According to Crutchfield, representatives are not just focused on their own school.
“The thing that you don’t understand going into the job initially is that you don’t work for the students at UNH. They send you, but you work for all the students across the system,” he said. “You’re not supposed to be thinking about what’s good for UNH, you’re supposed to be thinking about what’s good for everyone across the board.”
He said he has learned a lot from this job about teamwork and the many needs of students.
“One of the things that this job has taught me is taking about four steps back and saying, ‘Okay, what is the world saying about this situation? What are the experts saying about this situation?’ Listen to those people and then go back and figure out how you can best affect a change that you want to see,” Crutchfield said.
It is apparent that he enjoys working with the people on the USNH Board, of all types.
“I’ve yet to meet someone of senior level authority that doesn’t want to work for students, that doesn’t want to be the best that they can be,” Crutchfield said.

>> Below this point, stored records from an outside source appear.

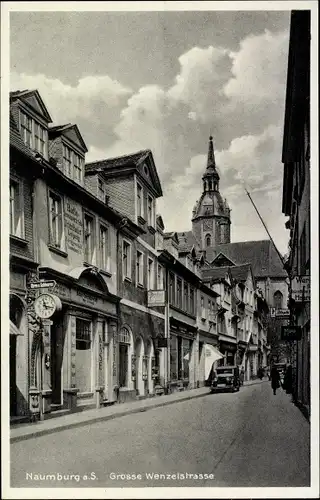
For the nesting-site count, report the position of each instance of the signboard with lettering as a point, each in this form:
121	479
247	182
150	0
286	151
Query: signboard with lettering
290	333
301	288
73	222
156	298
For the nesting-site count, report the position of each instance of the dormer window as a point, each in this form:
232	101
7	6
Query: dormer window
150	211
72	164
101	192
33	134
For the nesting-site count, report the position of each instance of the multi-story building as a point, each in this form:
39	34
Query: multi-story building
73	355
131	185
24	168
296	197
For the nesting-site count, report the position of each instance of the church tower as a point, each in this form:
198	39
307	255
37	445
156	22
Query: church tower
211	214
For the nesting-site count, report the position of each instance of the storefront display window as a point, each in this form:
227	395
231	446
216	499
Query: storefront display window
83	355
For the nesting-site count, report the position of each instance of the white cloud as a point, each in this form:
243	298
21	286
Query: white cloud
259	69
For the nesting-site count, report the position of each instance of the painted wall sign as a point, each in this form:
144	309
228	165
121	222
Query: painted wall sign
73	223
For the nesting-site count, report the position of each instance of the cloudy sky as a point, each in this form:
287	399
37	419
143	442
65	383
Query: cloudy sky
165	81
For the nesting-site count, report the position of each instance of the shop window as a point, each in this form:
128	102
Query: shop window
83	355
124	346
150	274
186	296
179	293
126	260
160	277
171	288
278	300
55	220
173	358
88	238
139	268
104	248
16	209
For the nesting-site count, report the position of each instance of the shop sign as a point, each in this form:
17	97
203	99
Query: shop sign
290	333
73	225
300	286
162	342
156	298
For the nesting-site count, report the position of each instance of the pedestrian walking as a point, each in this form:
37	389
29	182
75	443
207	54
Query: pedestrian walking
275	379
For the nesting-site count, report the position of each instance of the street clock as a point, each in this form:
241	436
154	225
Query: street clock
46	305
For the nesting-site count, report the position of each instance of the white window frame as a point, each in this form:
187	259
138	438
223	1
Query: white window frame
160	277
141	212
54	239
150	217
86	217
139	268
104	251
16	208
150	273
127	275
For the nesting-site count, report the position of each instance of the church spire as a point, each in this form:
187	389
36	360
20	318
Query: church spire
211	159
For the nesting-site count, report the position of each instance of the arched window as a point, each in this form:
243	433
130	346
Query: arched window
278	300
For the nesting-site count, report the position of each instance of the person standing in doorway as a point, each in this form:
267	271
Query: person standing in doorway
275	379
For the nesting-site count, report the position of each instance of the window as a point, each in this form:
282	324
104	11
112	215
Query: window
40	136
124	345
77	168
16	209
186	296
55	220
88	239
191	306
150	274
150	211
277	299
26	130
139	268
67	160
83	360
171	288
139	201
104	248
179	293
126	260
160	277
101	193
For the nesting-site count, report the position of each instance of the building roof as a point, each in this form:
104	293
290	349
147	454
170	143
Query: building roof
119	161
240	273
187	240
16	139
214	273
262	255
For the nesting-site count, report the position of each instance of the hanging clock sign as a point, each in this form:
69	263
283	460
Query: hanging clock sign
46	305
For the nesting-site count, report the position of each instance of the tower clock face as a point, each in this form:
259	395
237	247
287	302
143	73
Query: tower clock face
45	306
207	224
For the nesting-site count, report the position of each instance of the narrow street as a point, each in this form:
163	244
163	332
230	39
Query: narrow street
247	439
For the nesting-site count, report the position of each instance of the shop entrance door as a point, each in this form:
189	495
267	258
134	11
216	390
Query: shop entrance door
13	375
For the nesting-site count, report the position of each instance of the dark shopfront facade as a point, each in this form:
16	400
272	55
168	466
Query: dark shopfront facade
183	347
79	365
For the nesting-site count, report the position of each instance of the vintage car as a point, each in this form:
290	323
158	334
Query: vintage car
226	378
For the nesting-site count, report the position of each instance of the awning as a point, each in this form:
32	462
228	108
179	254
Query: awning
14	330
212	354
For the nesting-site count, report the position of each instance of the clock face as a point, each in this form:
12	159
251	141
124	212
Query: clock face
45	306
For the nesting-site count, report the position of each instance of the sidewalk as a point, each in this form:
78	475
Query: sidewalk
52	425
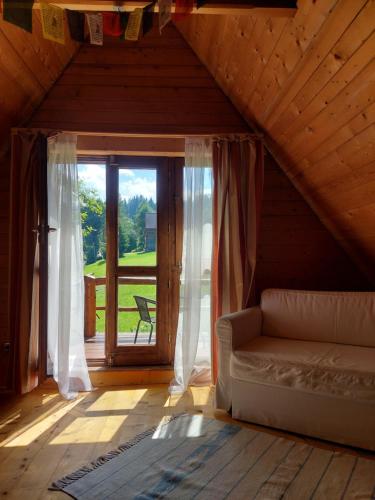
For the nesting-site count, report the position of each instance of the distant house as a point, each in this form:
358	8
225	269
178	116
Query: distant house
150	232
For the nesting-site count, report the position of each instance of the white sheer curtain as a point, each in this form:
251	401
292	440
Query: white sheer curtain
66	353
192	363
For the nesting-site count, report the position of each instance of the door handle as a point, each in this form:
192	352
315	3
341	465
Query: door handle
39	229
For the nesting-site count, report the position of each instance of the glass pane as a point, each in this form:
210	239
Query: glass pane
136	314
137	213
100	313
91	179
92	196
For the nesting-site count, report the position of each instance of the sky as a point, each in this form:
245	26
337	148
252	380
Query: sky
131	182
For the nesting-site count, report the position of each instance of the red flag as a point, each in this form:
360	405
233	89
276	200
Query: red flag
112	24
183	8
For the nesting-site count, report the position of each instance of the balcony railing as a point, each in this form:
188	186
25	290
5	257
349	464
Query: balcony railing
91	307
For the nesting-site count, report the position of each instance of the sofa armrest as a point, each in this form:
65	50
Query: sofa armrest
240	327
232	331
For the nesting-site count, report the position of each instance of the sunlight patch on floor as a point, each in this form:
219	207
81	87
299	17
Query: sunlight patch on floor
29	433
90	430
124	400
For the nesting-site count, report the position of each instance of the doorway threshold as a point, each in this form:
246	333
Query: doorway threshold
130	375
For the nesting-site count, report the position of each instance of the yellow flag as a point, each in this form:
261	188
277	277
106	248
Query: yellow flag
134	25
52	22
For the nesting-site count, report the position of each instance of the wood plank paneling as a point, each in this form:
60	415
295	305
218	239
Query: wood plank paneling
309	84
156	85
295	249
29	65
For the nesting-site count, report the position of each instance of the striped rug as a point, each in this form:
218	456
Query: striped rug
194	457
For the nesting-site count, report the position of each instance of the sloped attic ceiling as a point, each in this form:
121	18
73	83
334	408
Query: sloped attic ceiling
309	83
29	66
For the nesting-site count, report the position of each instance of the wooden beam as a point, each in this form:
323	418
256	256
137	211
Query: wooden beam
138	146
283	8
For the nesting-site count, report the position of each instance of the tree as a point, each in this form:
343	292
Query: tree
93	220
140	222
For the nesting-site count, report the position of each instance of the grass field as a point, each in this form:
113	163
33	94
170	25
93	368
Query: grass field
127	320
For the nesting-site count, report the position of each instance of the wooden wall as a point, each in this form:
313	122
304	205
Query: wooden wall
295	249
29	65
309	83
156	85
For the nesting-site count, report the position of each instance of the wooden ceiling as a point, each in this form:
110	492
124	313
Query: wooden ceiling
29	66
309	83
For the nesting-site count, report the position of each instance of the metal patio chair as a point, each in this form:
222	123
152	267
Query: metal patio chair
144	314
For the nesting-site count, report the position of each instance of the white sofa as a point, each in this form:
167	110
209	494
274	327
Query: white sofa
303	362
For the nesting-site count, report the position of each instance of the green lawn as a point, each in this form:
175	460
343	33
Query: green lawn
127	320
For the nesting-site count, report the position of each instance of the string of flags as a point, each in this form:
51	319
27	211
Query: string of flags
129	26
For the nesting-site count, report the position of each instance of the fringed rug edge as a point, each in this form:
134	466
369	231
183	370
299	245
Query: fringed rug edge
65	481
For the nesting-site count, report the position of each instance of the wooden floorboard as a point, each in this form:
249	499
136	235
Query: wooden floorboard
44	437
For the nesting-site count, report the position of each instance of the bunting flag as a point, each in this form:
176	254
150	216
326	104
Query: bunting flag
134	25
19	12
95	23
165	13
183	9
148	17
112	24
76	23
52	22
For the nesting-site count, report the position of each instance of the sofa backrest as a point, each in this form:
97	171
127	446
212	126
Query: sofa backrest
341	317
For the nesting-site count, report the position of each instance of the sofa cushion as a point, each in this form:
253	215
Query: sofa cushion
320	367
340	317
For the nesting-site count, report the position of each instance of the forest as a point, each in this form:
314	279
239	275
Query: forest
131	223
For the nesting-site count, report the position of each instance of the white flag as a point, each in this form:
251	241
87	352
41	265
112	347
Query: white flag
95	22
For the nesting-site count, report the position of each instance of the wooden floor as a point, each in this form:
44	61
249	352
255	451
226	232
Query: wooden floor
43	437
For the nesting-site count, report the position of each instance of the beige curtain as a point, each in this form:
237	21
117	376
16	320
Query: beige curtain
28	154
238	186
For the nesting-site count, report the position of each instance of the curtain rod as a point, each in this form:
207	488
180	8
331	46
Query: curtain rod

In addition to that, he said, “It’s a fantastic group of people. Remembering that you’re on a team, while you might have disagreements, is important because you’re going to achieve much more when you’re working with these people.”
Knowing the possible dissention between students and those who control the UNH purse strings, Crutchfield believes that the power of communication is an extremely important aspect to the process.
“It’s really expensive to run this small city we call UNH,” he said. “So the idea that folks are overpaid, that’s where listening comes in, and you find out that we’re at industry standard; essentially, average.”
Crutchfield possesses a very team spirit oriented mind-set when it comes to his work as a USNH student board representative.
“Let’s build that team atmosphere rather than that gridlock. Let’s communicate,” he said.
In speaking on the passion he has for the work he does, Crutchfield said he has an “obsessive faith” in his peers.
“I spend a lot of time working for my fellow students and that’s what I love to do,” Crutchfield said.
This passion also carries on to the other aspects of his life.
“I will not give up if something is right. I think that’s gotten me into some interesting situations,” he said. “I’m proud of what we’ve achieved. I don’t know if that makes me cool or just crazy.”